How Do Most Men Respond to Infidelity in Marriage?
“Sometimes men will be jealous, sometimes they will be competitive, sometimes they will have a lot of self-recrimination,” she continues, listing three classic responses. “But sometimes it will be a huge wake-up call.”
Most men would probably prefer to be woken up in a different fashion (a clock radio is nice), but there’s the rub: Sometimes it takes a shock to the system to get a man’s attention. “If, God forbid, you come home and find your wife in bed with another man, and you are in a stable, gratifying marriage, you need to talk about what happened openly and honestly,” says Steven Nock, a professor of sociology at the University of Virginia and the author of Marriage in Men’s Lives. “If you can actually discuss what is going on and why it happened, those couples seem to survive. But that presumes a lot.”
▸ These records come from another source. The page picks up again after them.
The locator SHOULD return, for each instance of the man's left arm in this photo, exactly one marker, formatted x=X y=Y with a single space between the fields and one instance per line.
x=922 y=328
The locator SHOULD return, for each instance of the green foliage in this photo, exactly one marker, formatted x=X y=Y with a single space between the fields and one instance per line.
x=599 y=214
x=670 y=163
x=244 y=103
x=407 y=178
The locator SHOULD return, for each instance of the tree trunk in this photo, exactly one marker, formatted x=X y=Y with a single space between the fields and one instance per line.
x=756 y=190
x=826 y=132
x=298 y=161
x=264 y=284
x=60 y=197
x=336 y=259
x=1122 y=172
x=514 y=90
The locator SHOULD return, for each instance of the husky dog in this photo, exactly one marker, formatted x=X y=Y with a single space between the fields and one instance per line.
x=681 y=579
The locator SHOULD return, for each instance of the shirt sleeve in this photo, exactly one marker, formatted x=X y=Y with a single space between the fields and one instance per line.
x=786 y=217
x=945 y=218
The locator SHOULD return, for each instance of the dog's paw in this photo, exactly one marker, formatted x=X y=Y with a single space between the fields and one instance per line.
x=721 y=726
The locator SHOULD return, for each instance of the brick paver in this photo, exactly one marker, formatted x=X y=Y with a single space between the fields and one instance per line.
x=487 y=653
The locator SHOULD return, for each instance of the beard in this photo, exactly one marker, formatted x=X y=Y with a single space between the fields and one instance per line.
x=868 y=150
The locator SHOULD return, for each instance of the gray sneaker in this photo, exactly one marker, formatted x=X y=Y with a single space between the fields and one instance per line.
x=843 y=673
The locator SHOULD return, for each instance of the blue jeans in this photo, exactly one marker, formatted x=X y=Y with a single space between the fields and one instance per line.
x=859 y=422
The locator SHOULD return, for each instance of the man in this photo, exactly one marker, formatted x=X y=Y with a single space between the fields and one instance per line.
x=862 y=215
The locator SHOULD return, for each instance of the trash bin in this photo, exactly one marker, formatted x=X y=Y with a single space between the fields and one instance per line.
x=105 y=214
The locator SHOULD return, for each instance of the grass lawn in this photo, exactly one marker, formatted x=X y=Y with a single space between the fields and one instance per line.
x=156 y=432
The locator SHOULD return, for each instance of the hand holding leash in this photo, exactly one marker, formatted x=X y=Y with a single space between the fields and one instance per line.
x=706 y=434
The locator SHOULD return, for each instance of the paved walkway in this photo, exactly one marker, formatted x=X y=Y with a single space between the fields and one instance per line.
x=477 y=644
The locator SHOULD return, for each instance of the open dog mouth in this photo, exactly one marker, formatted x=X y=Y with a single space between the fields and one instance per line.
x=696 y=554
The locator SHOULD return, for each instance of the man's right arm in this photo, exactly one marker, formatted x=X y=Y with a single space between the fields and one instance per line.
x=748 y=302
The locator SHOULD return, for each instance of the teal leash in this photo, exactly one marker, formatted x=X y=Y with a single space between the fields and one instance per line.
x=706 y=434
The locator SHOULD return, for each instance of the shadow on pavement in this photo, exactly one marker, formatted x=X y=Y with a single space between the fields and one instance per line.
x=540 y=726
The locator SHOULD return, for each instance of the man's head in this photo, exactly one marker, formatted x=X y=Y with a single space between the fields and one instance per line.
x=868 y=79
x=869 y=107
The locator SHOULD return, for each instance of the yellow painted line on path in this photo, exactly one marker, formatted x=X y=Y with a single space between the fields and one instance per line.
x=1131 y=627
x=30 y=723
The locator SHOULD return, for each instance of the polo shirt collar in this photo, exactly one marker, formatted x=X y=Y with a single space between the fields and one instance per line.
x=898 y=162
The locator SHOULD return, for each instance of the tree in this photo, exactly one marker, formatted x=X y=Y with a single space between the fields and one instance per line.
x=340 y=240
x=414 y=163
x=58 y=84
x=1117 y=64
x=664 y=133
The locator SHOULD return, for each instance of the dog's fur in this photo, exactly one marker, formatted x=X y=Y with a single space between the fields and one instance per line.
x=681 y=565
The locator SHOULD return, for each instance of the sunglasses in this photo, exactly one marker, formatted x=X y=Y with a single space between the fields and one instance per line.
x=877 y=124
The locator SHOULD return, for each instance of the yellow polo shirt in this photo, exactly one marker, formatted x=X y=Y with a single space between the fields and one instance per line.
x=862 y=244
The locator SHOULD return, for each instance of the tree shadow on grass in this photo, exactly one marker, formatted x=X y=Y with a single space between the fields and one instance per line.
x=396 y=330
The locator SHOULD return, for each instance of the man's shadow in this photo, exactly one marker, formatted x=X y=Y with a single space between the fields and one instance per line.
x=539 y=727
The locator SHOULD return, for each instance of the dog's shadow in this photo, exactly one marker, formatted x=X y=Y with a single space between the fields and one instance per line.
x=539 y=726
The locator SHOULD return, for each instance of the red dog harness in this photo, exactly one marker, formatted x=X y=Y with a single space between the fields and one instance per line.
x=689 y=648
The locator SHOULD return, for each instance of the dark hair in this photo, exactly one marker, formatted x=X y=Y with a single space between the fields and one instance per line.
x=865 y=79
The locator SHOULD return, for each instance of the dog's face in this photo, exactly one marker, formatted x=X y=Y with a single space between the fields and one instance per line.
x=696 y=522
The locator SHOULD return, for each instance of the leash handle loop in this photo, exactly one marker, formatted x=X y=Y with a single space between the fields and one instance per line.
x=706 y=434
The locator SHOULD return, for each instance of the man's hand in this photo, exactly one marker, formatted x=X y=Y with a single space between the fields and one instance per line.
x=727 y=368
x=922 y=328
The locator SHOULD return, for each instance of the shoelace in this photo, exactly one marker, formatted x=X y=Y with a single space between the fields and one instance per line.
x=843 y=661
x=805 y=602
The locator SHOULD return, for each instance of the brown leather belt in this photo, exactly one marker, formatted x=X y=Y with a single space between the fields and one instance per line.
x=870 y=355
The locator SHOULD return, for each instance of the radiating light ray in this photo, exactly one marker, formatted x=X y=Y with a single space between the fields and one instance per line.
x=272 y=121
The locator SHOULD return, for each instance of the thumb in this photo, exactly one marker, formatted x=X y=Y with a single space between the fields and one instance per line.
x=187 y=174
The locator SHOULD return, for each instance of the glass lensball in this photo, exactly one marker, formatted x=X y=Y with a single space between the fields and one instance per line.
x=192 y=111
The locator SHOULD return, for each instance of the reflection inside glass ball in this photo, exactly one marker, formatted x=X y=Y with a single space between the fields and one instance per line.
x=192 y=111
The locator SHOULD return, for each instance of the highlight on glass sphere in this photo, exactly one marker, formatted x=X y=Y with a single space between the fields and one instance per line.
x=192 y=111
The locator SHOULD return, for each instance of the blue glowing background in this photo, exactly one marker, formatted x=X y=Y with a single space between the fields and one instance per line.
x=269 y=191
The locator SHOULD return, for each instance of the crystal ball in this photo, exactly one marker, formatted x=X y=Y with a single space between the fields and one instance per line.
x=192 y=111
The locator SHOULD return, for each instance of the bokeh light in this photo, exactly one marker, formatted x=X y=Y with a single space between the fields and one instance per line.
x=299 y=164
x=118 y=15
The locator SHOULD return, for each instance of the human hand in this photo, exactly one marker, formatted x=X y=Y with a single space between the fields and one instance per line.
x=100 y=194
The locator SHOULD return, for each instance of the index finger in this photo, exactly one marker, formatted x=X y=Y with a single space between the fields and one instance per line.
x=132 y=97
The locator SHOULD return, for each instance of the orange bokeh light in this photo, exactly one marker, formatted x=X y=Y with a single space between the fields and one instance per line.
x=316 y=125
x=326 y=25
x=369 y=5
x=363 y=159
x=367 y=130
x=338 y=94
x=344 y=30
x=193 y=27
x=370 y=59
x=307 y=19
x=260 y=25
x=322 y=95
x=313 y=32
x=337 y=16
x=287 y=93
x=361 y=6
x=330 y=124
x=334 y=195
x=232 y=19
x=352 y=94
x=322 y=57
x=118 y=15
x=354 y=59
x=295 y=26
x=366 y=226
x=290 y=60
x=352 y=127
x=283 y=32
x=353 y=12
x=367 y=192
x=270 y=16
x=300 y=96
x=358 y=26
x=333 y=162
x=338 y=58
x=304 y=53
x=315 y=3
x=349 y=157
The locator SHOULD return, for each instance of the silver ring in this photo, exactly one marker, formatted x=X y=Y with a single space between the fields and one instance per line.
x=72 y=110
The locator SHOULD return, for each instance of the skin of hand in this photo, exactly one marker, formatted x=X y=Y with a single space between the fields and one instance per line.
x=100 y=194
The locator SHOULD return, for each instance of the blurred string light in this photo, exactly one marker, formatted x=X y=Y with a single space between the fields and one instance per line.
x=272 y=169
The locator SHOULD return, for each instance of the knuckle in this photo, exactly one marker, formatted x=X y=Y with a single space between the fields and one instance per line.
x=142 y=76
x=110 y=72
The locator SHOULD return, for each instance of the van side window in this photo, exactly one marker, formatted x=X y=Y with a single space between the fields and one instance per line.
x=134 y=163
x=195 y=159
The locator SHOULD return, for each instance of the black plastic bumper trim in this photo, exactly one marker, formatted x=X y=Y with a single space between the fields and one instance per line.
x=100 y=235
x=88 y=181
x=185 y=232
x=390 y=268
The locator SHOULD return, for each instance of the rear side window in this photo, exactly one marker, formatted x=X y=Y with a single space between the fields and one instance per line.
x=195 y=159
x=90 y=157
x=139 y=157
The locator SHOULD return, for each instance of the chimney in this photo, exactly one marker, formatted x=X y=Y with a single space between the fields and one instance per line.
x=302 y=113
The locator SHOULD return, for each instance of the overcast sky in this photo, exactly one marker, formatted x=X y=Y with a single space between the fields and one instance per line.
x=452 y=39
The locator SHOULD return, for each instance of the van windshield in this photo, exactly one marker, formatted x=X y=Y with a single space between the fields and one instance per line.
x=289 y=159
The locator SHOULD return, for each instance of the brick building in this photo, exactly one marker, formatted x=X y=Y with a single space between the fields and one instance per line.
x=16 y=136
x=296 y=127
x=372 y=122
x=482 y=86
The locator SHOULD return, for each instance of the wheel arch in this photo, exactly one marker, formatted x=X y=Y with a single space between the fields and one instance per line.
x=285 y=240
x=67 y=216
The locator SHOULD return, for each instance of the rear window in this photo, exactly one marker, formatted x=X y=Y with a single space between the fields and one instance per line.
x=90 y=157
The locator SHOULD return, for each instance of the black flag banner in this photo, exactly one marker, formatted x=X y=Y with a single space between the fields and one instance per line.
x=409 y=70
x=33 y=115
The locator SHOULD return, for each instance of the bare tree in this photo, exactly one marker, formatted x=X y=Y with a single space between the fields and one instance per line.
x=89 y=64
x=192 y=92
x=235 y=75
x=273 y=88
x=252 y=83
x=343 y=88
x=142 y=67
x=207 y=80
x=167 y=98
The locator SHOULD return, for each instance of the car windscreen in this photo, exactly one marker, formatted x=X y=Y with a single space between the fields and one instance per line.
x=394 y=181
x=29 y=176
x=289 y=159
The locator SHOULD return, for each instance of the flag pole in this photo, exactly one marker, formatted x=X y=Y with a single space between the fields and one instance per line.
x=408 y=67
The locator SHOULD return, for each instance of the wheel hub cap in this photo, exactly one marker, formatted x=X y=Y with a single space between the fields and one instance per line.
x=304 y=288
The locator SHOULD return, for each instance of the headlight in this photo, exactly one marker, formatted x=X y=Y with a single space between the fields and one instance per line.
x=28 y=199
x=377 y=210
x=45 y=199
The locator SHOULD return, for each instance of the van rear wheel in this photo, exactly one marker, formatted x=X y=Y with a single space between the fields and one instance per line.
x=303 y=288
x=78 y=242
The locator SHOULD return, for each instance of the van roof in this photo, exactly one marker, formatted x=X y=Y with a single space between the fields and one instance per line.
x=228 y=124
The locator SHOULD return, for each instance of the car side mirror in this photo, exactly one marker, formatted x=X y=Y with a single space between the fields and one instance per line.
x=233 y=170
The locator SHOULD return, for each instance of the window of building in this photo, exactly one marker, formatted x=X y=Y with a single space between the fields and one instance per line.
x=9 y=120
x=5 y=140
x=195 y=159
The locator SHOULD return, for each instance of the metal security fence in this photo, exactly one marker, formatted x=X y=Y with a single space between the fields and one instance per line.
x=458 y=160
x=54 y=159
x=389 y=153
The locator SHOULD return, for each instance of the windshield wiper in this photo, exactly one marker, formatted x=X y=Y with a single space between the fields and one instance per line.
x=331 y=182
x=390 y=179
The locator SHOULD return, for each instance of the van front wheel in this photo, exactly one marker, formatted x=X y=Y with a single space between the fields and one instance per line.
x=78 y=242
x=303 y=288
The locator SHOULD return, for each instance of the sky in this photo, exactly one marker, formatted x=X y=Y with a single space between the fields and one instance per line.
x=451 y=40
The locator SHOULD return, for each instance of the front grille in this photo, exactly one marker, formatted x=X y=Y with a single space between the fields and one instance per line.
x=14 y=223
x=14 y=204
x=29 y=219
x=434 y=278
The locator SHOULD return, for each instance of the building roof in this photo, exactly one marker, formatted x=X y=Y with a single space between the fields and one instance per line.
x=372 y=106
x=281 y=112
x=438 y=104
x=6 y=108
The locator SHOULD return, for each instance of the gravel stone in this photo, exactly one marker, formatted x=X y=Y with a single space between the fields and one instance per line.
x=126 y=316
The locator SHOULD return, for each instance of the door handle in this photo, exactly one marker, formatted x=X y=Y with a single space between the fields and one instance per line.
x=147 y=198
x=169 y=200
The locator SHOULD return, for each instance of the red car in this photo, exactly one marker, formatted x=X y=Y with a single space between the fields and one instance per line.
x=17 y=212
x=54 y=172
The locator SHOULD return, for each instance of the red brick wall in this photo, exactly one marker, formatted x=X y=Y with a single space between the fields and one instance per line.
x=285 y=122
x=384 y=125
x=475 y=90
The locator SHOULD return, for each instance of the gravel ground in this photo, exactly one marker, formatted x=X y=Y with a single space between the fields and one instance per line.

It presumes, first off, that the husband will keep a cool head. Extreme anger must be dealt with in counseling, which is also the best way to expel the stubborn images Epstein says his patients complain of.
“Men fret over it because of what they imagine happened,” adds Nock. “You’ll do that until you face it head on. [Surviving infidelity] is going to take a lot of talking and doing things together. And guys are not that eager to talk about their relationship -- especially if they have to talk about her sleeping with someone else.”
Married Couples Survive Infidelity Better Than Unmarried Couples
In nearly 30 years of studying men and marriage, Nock has found that “a large majority of couples who cheat do not divorce. …But it is a dramatic threat to this core basic assumption of marriage, which is that your wife is the one person you’re supposed to be able to trust.”
Married people are different in this regard, Nock has found. “If you interview unmarried couples who were living together about why they split up, infidelity is the leading cause. But that’s never been true about married couples. Infidelity is a problem in divorce, but by people’s own accounts, the cause usually has something to do with being incompatible or unable to communicate.”
What Infidelity Tells Us About Marriage
Your wife’s infidelity can certainly be a symptom, or culmination, of those things -- nothing says, “our marriage is in trouble” like sleeping with someone else. But for a lot of couples it is just a reminder of how tenuous the matrimonial bond is.
“Marriage is full of disappointment,” says Epstein. ”That has to be dealt with. People have to have an element of forgiveness. For men, the general disappointment comes when you discover that the other person is human and is not there exclusively for you. Her whole life is not actually oriented toward you.”
By failing to give you what you need (while maybe giving herself something she merely wants), your wife is reminding you of her own identity -- and the limitations any person has in making you completely happy. The good news, Epstein says, is that it’s an adult dilemma. “You discover what you want is not what you are supposed to want from a relationship.”
Despite the sometimes icky “you complete me” language of love, at least in the popular culture, surviving infidelity sometimes means recognizing each other’s differences. Cheating on someone may not be the best way to remind them that you are your own person. Forgiving them is far superior.